Les griefs ne manquent pas contre Goldman. Les uns l’accusent de collusion systématique avec le pouvoir. Hank Paulson, le secrétaire au Trésor de George Bush pendant la crise, était un ancien patron de la banque. Tim Geithner, son successeur au Trésor, a fait ses premières armes chez Goldman. Quant au gestionnaire du fonds de soutien américain aux banques, il vient de «la Firme». Les autres disent qu’elle a bénéficié d’un traitement de faveur en octobre dernier. Toujours est-il qu’elle a très vite remboursé l’aide fédérale il y a quelques mois de manière à recouvrer sa liberté.
C’est là où l’on en vient au sujet qui fâche. Dès ce premier semestre, Goldman Sachs a gagné tellement d’argent que la banque a mis de côté pas moins de 11,4 milliards de dollars pour payer l’an prochain les bonus de ses salariés. À cela vont s’ajouter les bénéfices du second semestre. C’est-à-dire que les banquiers de Goldman Sachs vont sans doute engranger des salaires records au titre de l’année 2009. Cela en dépit de toutes les admonestations du G20, de tous les cris d’orfraie du président Obama et de toutes les promesses angéliques faites pendant la crise.

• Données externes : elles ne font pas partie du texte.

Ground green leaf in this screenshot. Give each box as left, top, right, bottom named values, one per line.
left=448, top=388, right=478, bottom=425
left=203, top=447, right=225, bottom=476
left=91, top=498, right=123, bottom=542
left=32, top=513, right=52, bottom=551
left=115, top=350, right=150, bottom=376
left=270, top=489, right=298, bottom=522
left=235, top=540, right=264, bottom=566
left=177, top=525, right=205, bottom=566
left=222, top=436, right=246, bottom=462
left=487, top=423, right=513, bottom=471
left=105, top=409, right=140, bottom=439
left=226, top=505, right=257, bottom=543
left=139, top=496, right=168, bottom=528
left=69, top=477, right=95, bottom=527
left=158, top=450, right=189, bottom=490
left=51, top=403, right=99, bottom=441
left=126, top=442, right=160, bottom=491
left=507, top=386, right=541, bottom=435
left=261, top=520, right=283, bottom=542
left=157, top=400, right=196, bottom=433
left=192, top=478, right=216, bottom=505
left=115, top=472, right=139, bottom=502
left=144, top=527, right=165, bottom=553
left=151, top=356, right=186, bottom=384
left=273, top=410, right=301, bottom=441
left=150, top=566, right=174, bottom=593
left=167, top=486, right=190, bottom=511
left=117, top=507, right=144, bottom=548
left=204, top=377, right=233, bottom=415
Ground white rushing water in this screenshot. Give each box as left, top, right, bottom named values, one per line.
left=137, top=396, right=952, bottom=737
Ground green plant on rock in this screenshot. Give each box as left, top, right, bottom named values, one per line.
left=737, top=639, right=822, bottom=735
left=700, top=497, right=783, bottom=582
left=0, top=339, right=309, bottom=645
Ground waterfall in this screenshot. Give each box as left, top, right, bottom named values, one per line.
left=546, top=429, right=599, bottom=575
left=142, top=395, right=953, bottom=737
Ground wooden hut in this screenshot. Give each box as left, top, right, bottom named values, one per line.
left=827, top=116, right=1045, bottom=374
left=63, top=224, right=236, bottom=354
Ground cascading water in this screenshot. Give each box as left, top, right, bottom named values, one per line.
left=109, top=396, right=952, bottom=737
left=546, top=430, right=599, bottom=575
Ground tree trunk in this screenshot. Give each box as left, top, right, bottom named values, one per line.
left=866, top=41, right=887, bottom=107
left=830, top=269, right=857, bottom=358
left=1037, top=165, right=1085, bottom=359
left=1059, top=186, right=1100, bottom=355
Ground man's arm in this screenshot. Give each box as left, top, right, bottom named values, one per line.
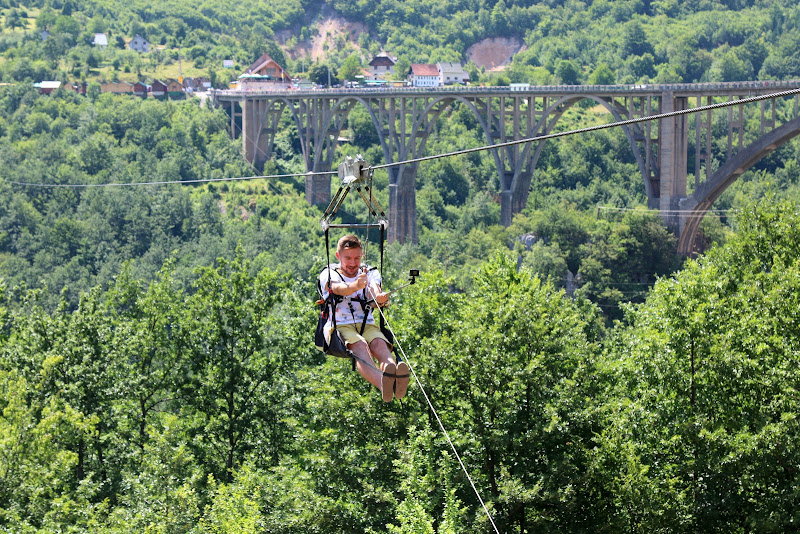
left=328, top=271, right=368, bottom=296
left=367, top=270, right=389, bottom=306
left=369, top=281, right=389, bottom=306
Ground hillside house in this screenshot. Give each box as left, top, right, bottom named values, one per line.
left=437, top=62, right=469, bottom=85
left=368, top=53, right=397, bottom=79
left=243, top=53, right=290, bottom=82
left=101, top=81, right=134, bottom=94
left=408, top=64, right=439, bottom=87
left=150, top=79, right=167, bottom=98
left=128, top=34, right=149, bottom=53
left=93, top=33, right=108, bottom=48
left=165, top=78, right=184, bottom=97
left=34, top=81, right=62, bottom=94
left=132, top=82, right=147, bottom=97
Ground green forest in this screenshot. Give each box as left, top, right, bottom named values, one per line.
left=2, top=0, right=800, bottom=532
left=2, top=0, right=800, bottom=86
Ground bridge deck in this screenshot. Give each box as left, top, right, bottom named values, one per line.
left=214, top=79, right=800, bottom=100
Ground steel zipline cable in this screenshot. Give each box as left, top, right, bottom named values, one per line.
left=0, top=170, right=334, bottom=188
left=369, top=86, right=800, bottom=171
left=373, top=303, right=502, bottom=534
left=4, top=86, right=800, bottom=189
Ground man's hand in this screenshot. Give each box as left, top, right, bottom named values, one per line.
left=354, top=270, right=369, bottom=290
left=373, top=291, right=390, bottom=307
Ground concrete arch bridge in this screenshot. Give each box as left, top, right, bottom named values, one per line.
left=213, top=81, right=800, bottom=254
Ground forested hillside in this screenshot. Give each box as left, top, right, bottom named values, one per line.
left=2, top=0, right=800, bottom=531
left=2, top=0, right=800, bottom=86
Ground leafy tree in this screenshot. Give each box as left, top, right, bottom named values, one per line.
left=183, top=252, right=300, bottom=480
left=53, top=15, right=80, bottom=40
left=4, top=9, right=24, bottom=30
left=710, top=48, right=751, bottom=82
left=307, top=62, right=338, bottom=86
left=621, top=20, right=655, bottom=58
left=628, top=52, right=656, bottom=79
left=338, top=53, right=363, bottom=81
left=588, top=62, right=615, bottom=85
left=348, top=106, right=379, bottom=148
left=35, top=9, right=57, bottom=32
left=412, top=255, right=604, bottom=531
left=577, top=210, right=682, bottom=320
left=555, top=59, right=580, bottom=85
left=601, top=199, right=800, bottom=530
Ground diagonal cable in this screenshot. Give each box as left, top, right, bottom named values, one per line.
left=374, top=304, right=501, bottom=534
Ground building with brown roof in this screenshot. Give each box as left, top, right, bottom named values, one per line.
left=132, top=82, right=147, bottom=97
left=165, top=78, right=184, bottom=98
left=408, top=64, right=439, bottom=87
left=243, top=53, right=290, bottom=82
left=150, top=79, right=167, bottom=98
left=368, top=53, right=397, bottom=79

Ce comportement amène trois réflexions. Primo : faut-il que les politiques soient aujourd’hui bien faibles face au «pouvoir» économique et surtout bien naïfs pour s’étonner que les règles édictées à Londres le 2 avril dernier sur la rémunération des traders et les bonus des banquiers soient considérées comme lettre morte ? Secundo : faut-il bien mal connaître la nature humaine pour imaginer que les actes de contrition faits pendant la crise sur le thème : «nous avons été trop loin et trop cupides, on ne nous y reprendra plus» puissent encore s’imposer aujourd’hui alors que le Dow Jones fait chaque jour des étincelles. Tertio : on peut même se demander si ce type de comportement n’est pas consubstantiel au capitalisme. Naturellement, cette «cupidité» n’est pas son aspect le plus agréable. C’est même ce qui avait amené l’économiste Joseph Schumpeter à inventer le concept de «destruction créatrice» qui veut que toute période de prospérité soit précédée par une crise profonde durant laquelle tous ceux qui ne savent pas innover meurent au champ d’honneur de la crise, du krach ou du changement d’ère.

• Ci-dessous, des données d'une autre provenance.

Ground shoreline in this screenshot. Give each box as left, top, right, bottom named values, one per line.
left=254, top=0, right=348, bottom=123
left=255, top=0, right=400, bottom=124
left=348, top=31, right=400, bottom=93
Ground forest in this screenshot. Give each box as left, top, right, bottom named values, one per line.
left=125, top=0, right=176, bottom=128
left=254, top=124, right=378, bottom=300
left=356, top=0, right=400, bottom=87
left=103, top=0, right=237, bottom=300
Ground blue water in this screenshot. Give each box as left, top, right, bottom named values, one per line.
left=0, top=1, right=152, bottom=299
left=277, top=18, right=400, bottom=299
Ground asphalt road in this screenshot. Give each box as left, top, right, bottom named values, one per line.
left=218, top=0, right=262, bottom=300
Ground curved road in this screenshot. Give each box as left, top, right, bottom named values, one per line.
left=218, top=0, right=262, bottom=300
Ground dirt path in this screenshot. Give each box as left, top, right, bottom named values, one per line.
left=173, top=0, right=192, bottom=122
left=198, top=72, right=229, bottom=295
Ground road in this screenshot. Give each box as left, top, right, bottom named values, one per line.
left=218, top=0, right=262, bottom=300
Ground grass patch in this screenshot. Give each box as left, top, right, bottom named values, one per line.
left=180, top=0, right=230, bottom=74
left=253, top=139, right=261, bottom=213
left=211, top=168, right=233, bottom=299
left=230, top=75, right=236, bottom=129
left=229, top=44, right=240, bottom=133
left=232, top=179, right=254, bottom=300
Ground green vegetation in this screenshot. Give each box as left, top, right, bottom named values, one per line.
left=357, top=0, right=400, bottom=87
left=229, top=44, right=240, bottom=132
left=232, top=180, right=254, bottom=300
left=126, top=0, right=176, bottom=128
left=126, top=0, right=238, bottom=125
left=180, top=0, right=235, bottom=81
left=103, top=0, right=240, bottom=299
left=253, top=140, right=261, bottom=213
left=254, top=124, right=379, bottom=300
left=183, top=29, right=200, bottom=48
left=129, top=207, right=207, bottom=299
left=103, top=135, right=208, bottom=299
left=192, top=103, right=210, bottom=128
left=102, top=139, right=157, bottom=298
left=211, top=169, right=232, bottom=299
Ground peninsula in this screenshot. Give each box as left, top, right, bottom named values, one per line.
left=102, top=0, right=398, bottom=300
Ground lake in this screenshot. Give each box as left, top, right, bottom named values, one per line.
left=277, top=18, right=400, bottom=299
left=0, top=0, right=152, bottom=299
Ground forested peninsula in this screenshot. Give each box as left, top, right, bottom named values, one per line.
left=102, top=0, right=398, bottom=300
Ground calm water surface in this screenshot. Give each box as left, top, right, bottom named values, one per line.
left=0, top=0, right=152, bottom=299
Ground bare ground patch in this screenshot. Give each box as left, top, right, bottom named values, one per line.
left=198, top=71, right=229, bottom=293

Ronald Reagan, qui était un homme plein de bon sens et d’humour, avait eu cette merveilleuse phrase : «Le problème du capitalisme, ce sont certains capitalistes. Mais le problème du socialisme, c’est tout le socialisme.» Goldman Sachs fait assurément partie de ces capitalistes qui «poussent le bouchon un peu loin». Cette cynique absence de scrupule peut aussi être prise pour un signe annonciateur de la remise en ordre de tout ce vieux monde qui s’est écroulé au cours des deux dernières années. Le capitalisme va bien. Merci pour lui. Et tous ceux qui l’avaient enterré un peu vite vont devoir se faire à l’idée que ce Phénix est bien vivant.